Iwan menjelaskan konsultan itu kemudian menerapkan aturan yang memasukkan harga penawaran di bawah 90 persen dari HPS bakal terkena pemotongan poin bobot harga 50 persen. “Ini untuk mencegah adanya banting harga dengan menurunkan kualitas bangunan,” kata iwan seperti dikutip dari Tempo.CO (5-9-19).

Karena masalah ini KSO Adhi Karya pun melayangkan surat kepada Lembaga Kebijakan Pengadaan Barang Jasa Pemerintah (LKPP) dan Komisi Pengawas Persaingan Usaha (KPPU). Surat keberatan atas proses lelang pembangunan stadion itu dikirimkan pada 10 Agustus 2019.

Sampai disini kita skip dulu membahas masalah lelang JIS lantaran perlu waktu dan pendalaman khusus untuk megurainya. Kita kembali pada anggaran jumbo pembangunan JIS yang mencapai 4,085 triliun.

Pada kenyataannya Pemprov DKI melalui Jakarta Propertindo (JakPro) selaku pemilik proyek memberikan tender kepada Wijaya Karya (Wika) senilai 4.085 triliun.

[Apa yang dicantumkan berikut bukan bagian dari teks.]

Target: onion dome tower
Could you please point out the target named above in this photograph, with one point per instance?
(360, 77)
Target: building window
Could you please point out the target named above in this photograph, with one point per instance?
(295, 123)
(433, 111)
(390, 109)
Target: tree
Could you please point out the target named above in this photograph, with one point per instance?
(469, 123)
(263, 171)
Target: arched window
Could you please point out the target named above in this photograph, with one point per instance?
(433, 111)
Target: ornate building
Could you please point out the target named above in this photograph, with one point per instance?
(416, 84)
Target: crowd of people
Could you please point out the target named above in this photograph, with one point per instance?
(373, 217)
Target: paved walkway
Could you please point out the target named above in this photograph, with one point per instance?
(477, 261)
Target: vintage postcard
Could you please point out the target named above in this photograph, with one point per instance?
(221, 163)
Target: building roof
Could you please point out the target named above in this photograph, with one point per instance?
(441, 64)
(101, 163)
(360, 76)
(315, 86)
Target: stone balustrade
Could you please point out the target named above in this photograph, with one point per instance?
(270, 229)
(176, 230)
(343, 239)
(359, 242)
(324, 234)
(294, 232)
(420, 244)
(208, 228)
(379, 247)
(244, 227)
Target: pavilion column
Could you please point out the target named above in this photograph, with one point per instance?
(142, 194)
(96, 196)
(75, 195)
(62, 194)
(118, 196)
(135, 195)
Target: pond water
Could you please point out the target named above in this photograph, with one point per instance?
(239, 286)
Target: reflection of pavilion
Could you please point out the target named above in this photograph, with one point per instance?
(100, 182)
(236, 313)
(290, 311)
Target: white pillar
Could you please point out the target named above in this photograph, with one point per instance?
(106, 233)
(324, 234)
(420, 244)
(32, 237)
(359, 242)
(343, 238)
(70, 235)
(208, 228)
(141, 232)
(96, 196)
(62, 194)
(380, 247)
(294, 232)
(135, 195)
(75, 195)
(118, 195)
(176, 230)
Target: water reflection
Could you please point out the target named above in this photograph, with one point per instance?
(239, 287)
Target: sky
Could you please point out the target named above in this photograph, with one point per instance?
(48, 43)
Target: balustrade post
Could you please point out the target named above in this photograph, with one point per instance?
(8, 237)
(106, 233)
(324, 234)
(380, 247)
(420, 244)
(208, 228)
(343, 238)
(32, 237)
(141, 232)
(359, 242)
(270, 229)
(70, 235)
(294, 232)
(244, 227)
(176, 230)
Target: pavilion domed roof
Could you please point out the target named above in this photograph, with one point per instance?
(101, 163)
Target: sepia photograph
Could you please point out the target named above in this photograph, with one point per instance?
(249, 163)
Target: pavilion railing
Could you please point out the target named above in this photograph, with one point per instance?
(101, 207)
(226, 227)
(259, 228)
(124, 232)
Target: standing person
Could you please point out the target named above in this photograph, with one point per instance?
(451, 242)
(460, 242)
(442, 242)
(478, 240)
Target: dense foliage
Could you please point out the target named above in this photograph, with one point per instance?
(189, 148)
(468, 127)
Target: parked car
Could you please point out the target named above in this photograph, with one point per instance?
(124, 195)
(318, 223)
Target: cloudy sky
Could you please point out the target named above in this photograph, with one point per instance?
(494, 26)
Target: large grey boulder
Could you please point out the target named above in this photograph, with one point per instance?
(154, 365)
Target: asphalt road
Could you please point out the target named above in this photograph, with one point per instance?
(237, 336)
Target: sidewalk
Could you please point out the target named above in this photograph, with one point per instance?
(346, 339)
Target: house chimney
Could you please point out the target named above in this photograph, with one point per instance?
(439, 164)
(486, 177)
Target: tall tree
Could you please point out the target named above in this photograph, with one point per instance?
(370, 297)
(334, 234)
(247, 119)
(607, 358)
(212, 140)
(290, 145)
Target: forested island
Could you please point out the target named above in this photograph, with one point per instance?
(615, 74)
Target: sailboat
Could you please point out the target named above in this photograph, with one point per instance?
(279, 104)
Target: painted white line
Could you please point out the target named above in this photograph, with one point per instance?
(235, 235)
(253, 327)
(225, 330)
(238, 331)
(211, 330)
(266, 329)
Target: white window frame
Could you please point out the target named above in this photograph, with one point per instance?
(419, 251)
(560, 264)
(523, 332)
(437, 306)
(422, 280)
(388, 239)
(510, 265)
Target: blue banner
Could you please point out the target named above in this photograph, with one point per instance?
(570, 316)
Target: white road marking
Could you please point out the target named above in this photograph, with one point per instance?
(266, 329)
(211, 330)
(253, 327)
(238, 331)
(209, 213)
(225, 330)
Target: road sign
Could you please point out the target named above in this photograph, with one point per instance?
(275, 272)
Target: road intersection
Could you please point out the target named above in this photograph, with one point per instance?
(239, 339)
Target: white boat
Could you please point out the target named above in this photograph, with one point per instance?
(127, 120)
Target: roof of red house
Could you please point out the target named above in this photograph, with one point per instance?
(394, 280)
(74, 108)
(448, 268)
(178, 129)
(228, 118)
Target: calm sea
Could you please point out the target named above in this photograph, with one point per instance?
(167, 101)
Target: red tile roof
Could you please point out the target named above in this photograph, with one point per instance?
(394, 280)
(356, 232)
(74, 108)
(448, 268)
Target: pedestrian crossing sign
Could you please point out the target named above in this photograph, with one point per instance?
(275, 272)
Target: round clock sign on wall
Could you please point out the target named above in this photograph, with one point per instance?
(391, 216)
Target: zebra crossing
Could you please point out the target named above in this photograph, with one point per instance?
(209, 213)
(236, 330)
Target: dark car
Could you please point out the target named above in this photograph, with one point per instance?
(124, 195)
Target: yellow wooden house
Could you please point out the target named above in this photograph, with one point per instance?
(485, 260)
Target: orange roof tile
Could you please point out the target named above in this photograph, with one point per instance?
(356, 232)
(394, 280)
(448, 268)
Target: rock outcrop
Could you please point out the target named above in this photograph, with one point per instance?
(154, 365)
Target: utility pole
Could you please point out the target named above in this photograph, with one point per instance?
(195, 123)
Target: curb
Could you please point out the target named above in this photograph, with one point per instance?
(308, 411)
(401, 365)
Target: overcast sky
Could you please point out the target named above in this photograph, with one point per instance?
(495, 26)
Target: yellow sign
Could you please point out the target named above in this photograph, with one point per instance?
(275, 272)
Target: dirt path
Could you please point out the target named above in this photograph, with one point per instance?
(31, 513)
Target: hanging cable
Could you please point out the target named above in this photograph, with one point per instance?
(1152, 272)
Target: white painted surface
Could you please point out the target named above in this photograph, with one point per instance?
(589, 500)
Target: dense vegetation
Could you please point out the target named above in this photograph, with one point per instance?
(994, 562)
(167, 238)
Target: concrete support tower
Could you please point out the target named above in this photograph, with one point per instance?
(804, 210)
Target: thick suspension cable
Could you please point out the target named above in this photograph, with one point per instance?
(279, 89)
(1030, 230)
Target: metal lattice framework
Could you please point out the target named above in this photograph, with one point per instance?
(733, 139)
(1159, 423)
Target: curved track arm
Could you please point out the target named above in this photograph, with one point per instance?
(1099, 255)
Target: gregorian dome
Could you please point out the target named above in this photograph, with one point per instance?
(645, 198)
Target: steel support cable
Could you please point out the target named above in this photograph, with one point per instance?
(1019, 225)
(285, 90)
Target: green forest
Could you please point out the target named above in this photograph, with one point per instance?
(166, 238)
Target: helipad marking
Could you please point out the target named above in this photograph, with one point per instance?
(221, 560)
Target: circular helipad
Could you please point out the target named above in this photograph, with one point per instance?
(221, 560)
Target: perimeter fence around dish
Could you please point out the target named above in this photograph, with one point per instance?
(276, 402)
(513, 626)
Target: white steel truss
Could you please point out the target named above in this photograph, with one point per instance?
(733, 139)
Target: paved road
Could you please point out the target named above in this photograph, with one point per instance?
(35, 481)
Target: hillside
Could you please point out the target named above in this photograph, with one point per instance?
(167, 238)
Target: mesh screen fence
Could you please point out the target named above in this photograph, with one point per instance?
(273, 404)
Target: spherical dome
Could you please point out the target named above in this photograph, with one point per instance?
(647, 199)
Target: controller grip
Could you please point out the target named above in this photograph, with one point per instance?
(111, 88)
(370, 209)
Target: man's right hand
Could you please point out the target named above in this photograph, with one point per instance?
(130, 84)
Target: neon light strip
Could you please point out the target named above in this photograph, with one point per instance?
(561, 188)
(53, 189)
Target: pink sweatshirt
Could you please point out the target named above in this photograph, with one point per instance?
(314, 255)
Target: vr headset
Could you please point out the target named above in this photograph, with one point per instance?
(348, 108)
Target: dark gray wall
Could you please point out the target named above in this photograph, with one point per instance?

Tetapi Jakpro tidak mengelurkan dana sendiri untuk membiayai proyek JIS.

Pembiayaan untuk pembangunan JIS menggunakan dana pinjaman dari Pemerintah Pusat dengan skema program Pemulian Ekonomi Nasional (PEN).Proses pemberiannya melalui PT Sarana Multi Infrastruktur (Persero).

Dana pinjaman PEN yang dianggarkan sebesar Rp3,5 triliun. Pada 2020 anggaran PEN DKI Jakarta digunakan sebesar Rp1,1 triliun, sedangkan PEN tahun 2021 sebesar Rp2,4 triliun.

Jadi artinya hampir 85,6 persen dana pembangunan JIS berasal dari pinjaman PEN. Sedangkan dana dari Jakpro sendiri hanya berkisar 14,4 persen atau berkisar senilai Rp. 585.552.000.000 (lima ratus delapan puluh lima milyar lima ratus lima puluh dua jura rupiah).

Kesimpulannya begini :

Pertama, PT. Jakpro memenangkan tender kepada KSO Wika Gedung senilai Rp 4,085 triliun. Harga ini lebih mahal 302,5 miliar dari penawaran KSO Adhi Karya.

Kedua, untuk membiayai pembangunan JIS sebesar Rp. 4.085 triliun tersebut Pemprov DKI Jakarta meminjam dana PEN sebesar Rp. 3,5 triliun.

Sekarang masalahnya adalah, Pemprov DKI dan Gubernur pengganti Anies Baswedan harus tetap mengembalikan dana PEN tersebut berikut dengan bunga pinjamannya. Ini semua harus dibayar oleh pajak warga Jakarta.

Mari kita sama-sama pikirkan hal ini!

Adakah pihak-pihak mendapat keuntungan pribadi atas pembangunan JIS yang mengunakan dana pinjaman PEN ini?! Oh, semoga hal ini tak terjadi, sebab pada akhirnya warga Jakarta lah yang terbebani.